Leal Thiago Peixoto, Furlan Vinicius C, Gouveia Mateus Henrique, Saraiva Duarte Julia Maria, Fonseca Pablo As, Tou Rafael, Scliar Marilia de Oliveira, Araujo Gilderlanio Santana de, Costa Lucas F, Zolini Camila, Peixoto Maria Gabriela Campolina Diniz, Carvalho Maria Raquel Santos, Lima-Costa Maria Fernanda, Gilman Robert H, Tarazona-Santos Eduardo, Rodrigues Maíra Ribeiro
Departamento de Genética, Ecologia e Evolução, Instituto de Ciências Biológicas, Universidade Federal de Minas Gerais, Belo Horizonte, MG, Brazil.
Lerner Research Institute, Genomic Medicine, Cleveland Clinic, Cleveland, OH, United States.
Comput Struct Biotechnol J. 2022 Apr 9;20:1821-1828. doi: 10.1016/j.csbj.2022.04.009. eCollection 2022.
Genetic and omics analyses frequently require independent observations, which is not guaranteed in real datasets. When relatedness cannot be accounted for, solutions involve removing related individuals (or observations) and, consequently, a reduction of available data. We developed a network-based relatedness-pruning method that minimizes dataset reduction while removing unwanted relationships in a dataset. It uses node degree centrality metric to identify highly connected nodes (or individuals) and implements heuristics that approximate the minimal reduction of a dataset to allow its application to complex datasets. When compared with two other popular population genetics methodologies (PLINK and KING), NAToRA shows the best combination of removing all relatives while keeping the largest possible number of individuals in all datasets tested and also, with similar effects on the allele frequency spectrum and Principal Component Analysis than PLINK and KING. NAToRA is freely available, both as a standalone tool that can be easily incorporated as part of a pipeline, and as a graphical web tool that allows visualization of the relatedness networks. NAToRA also accepts a variety of relationship metrics as input, which facilitates its use. We also release a genealogies simulator software used for different tests performed in this study.
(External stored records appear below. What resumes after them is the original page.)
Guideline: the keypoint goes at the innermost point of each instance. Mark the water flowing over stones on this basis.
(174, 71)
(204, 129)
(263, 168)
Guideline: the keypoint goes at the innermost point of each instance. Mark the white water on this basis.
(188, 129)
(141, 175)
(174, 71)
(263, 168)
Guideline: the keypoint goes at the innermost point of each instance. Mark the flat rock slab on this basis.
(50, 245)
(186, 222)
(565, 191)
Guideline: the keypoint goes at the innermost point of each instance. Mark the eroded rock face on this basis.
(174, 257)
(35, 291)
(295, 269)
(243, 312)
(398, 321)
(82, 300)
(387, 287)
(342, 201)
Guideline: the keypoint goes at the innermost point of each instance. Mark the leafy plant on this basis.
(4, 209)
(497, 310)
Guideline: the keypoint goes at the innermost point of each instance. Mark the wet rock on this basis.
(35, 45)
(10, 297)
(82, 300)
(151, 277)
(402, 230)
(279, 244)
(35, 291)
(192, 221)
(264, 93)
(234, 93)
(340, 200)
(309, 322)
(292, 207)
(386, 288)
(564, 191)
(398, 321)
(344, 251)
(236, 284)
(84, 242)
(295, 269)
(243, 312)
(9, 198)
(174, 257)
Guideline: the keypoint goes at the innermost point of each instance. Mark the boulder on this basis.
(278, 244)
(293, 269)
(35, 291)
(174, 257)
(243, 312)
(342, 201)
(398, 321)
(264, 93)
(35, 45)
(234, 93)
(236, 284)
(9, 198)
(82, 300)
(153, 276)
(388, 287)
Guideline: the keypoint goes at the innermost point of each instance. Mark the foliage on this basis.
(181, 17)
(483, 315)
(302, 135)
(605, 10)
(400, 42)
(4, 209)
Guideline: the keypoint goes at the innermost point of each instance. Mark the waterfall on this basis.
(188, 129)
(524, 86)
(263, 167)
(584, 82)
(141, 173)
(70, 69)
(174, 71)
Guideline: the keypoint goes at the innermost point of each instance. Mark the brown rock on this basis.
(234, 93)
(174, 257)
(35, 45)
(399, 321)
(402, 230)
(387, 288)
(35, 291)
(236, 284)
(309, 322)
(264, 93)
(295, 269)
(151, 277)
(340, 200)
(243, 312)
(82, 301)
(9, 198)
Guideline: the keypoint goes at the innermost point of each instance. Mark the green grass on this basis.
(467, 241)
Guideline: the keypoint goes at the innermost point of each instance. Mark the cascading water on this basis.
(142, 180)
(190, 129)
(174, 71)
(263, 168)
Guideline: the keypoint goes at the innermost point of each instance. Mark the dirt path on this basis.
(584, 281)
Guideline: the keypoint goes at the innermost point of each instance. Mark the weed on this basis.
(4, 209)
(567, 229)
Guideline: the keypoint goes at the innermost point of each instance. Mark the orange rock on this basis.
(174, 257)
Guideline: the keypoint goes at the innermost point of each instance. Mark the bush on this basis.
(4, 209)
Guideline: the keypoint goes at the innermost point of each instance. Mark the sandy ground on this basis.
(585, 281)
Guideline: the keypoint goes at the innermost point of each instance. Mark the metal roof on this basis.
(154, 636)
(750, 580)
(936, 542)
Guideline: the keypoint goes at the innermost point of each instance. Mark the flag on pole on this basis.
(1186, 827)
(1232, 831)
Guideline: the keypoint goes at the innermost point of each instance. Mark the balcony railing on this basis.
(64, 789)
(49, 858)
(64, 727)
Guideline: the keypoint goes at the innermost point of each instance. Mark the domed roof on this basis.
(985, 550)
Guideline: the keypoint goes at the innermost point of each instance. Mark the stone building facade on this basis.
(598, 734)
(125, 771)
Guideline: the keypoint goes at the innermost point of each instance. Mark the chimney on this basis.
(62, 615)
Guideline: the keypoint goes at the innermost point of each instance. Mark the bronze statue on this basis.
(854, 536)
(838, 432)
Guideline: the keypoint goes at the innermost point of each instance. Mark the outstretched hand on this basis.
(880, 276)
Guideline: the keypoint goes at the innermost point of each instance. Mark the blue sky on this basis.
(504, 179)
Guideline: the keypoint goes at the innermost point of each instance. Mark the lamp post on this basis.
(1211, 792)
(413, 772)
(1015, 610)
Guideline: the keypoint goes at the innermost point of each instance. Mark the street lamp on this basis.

遗传分析和组学分析常常需要独立观测值,但实际数据集中并非总能保证这一点。当无法考虑亲缘关系时,解决办法包括剔除相关个体(或观测值),结果是可用数据减少。我们开发了一种基于网络的亲缘关系修剪方法,该方法在剔除数据集中不必要的关系时,能将数据集的减少程度降至最低。它使用节点度中心性指标来识别高度连接的节点(或个体),并实施启发式算法,近似最小化数据集的减少,以使其能应用于复杂数据集。与其他两种流行的群体遗传学方法(PLINK和KING)相比,NAToRA在所有测试数据集中,展现出在剔除所有亲属关系的同时保留尽可能多个体的最佳组合,并且在等位基因频率谱和主成分分析方面,与PLINK和KING具有相似的效果。NAToRA既可以作为一个可轻松整合到流程中的独立工具免费获取,也可以作为一个能可视化亲缘关系网络的图形化网络工具免费获取。NAToRA还接受多种关系指标作为输入,这便于其使用。我们还发布了用于本研究中不同测试的系谱模拟器软件。